Cher has taken to Twitter to apologise for causing offence with a tweet regarding the death of George Floyd.
The veteran singer, 74, had previously said that she “maybe … could’ve helped” George Floyd if she had been at the scene when he died after police officer Derek Chauvin knelt on his neck in Minneapolis.
The tweet, which was quickly removed, was reported to say in part: “I Kept Thinking …..Maybe If I’d Been There,…I Could’ve Helped.”
However, at the weekend she tweeted again to tell her fans that a friend had made her realise that you can “hurt” people by “not knowing everything that’s ‘NOT appropriate’ to say”.
She continued: “I know Ppl Apologize When They’re In a Jam, BUT TO GOD, IM TRULY SORRY If I Upset AnyOne In Blk Community.”
She had earlier wrote about how she thought some people wouldn’t “believe an entertainer could have honest emotions” about someone suffering before saying she “can and will help”.
Her original tweet led to people accusing the pop star of having a “white saviour complex” and possibly behaving in a self-serving way that won’t help to tackle systemic issues like racism.
Several of the Believe singer’s fans tried to make her see why she had caused offence.
One Twitter user messaged the star saying: “We as white women just need to be careful that we don’t make ourselves the star of the story. I’m sure you didn’t intend that, but it can come across that way.”
Another replied to the singer-turned-actress: “Cher, I love u, but it wasn’t just some people who didn’t understand.

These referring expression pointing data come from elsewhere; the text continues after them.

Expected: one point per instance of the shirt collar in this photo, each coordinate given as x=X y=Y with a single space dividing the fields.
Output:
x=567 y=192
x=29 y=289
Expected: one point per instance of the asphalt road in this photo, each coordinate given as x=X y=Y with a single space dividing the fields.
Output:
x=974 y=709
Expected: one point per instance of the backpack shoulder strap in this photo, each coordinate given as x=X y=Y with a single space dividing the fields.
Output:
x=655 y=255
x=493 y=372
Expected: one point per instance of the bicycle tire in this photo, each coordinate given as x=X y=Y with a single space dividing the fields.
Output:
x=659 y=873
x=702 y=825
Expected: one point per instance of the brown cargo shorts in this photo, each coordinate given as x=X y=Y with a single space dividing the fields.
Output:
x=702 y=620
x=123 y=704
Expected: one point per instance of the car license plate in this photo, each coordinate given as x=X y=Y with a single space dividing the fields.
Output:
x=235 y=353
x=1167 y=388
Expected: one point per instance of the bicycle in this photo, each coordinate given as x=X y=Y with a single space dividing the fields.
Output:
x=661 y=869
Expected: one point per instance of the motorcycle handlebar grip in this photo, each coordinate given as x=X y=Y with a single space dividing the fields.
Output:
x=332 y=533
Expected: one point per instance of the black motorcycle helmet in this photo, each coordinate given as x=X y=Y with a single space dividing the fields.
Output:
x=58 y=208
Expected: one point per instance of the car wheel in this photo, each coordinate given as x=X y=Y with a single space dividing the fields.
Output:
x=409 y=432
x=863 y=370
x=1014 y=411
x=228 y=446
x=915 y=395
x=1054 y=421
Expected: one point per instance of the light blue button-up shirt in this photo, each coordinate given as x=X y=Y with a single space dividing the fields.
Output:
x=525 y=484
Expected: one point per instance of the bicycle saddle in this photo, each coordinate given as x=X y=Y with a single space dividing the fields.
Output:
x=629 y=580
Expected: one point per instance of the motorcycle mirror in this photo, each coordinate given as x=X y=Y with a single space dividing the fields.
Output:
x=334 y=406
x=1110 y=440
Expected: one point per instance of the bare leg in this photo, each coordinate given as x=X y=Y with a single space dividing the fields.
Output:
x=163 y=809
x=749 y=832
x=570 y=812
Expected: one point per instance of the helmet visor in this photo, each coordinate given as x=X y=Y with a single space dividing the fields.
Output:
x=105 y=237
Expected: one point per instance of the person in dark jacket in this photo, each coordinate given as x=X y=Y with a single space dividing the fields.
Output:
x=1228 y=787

“It was thousands of people who saw something wrong with what you said.
“No one is arguing the intention wasn’t good, but maybe you should try to see why it was problematic? Eve if your [heart] was in the right place.”
Cher’s apology seems to have had the desired effect as her fans swarmed to social media to accept her words.
Her comments come as the murder trial of former Minneapolis police officer Chauvin enters its second week.
The jury heard testimony on Monday from the doctor who pronounced Mr Floyd dead and the city’s police chief who said Chauvin broke department rules and its ethics code.
Chauvin was seen pressing his knee into the neck of a handcuffed Floyd, 46, for about nine minutes on May 25, 2020, in an act that ignited global protests against police brutality.
Chauvin, 45, denies second-degree murder, third-degree murder and second-degree manslaughter. The trial continues.